Another translation of the CHBQ was performed in two studies by Samuels et al. [46, 47] in Israel. In the first study, data from 173 nurse-midwives in 5 study centers were analyzed. In this study, an exploratory factor analysis was performed as well, and a three-factor solution with 62% variance was extracted for the CHBQ scale. Cronbach’s alpha was = 0.81 for the entire scale. In another study of 170 obstetricians during pregnancy and childbirth [46], the version previously translated into Hebrew was used again. In this study, a three-factor solution was also extracted using factor analysis with 63.1% variance resolution, and the reliability of the total scale with Cronbach’s alpha was = 0.82. The mean score of the CHBQ scale in this study was 40.4 points, slightly above the midpoint, with a slight tendency toward agreement with CM. Also in these two studies, the items with patient-centered statements, especially item 5 on integrating patient opinions and health beliefs into the care process, were the items with very strong agreement.

In our study, we have confirmed very good reliability of the German version of the CHBQ using Cronbach’s alpha and split half reliability. The Cronbach’s alpha test value for the whole scale was α = 0.86, which is slightly better than the original English version (Cronbach’s α = 0.75). Given that, we found only a one factor solution for the CHBQ scale and Cronbach’s alpha values for the individual items were also very good, it did not seem sensible to remove individual items from the scale. Compared to the other studies from Israel [46, 47] and the original study [13], our German translation has comparable and slightly improved reliability. In future studies, the construct validity of the scale should be further determined using confirmatory factor analysis (CFA) with a larger sample size to confirm the factor structure of the scale. Especially since the Israeli studies [46, 47] found a three factor solution and in the English original and in our German translation only a one factor solution was used. In the present study, the sample size was too small to further investigate the latent structure via CFA.

While the German CHBQ version has so far only been used and validated to assess students’ beliefs and attitudes, the questionnaire could also be used in other healthcare settings. For instance, not only for the purpose of quality assessment in health education, but also to determine patients’ views and health beliefs of other professions in health care settings. Like in the Israeli setting, the scale was used with already working professionals.
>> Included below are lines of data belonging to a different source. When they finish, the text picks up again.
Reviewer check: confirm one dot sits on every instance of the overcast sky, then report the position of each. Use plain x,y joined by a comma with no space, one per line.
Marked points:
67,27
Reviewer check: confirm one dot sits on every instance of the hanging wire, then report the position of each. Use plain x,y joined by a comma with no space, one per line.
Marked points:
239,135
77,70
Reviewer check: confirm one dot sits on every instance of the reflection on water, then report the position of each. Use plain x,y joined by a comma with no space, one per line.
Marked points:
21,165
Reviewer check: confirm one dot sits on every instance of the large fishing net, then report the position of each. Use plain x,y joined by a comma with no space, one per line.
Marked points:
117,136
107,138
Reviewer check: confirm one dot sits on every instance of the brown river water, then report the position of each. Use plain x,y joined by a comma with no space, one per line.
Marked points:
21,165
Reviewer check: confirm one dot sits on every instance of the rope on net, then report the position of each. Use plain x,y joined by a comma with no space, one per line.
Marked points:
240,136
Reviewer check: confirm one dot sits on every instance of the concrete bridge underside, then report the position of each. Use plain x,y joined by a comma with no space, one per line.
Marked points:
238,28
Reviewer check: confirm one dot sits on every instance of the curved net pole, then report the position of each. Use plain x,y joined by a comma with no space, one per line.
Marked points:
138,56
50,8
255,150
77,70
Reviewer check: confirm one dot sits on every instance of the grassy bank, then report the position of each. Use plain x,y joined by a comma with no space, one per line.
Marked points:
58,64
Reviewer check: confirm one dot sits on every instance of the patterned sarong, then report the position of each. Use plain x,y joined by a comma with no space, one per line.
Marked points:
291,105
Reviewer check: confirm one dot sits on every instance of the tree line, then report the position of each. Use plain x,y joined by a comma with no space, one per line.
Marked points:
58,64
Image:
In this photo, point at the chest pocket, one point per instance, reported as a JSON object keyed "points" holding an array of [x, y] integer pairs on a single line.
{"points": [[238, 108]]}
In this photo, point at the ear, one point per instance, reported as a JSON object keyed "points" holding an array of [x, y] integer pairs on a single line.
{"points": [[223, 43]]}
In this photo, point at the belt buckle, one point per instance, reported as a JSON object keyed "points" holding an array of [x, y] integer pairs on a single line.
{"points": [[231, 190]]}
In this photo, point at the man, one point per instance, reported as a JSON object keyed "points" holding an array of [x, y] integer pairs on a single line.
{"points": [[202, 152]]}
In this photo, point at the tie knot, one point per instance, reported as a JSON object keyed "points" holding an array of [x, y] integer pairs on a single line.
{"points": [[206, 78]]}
Therefore, the scale should be validated in other populations, e.g. different patient groups, with physicians or nurses, to verify its usefulness for quality assurance by capturing patients’ attitudes and expectations within health care settings.

Limitations

Our study used a similar study population to the original English validation study [11]. While this enables a comparison with the original study, a sample consisting of students from a single university and from only two cohorts (four semesters) represents a limited population. Thus, the results cannot be generalized to other groups of individuals.

Due to the cross-sectional nature of the study, no change over time could be assessed and therefore, no conclusions can be drawn about the sensitivity to changes of medical students’ attitude towards CM along their medical education. Furthermore, the sample was not recruited specifically for the purpose of validating the CHBQ. In addition, we performed no pilot testing of the translated version on a small sample prior to using the scale in the original study [18], which would have been desirable for optimizing the translation and validation process.

Conclusion

Our study results indicate that the German translation of the CHBQ is a reliable and valid scale to assess students’ health beliefs and attitudes towards CM.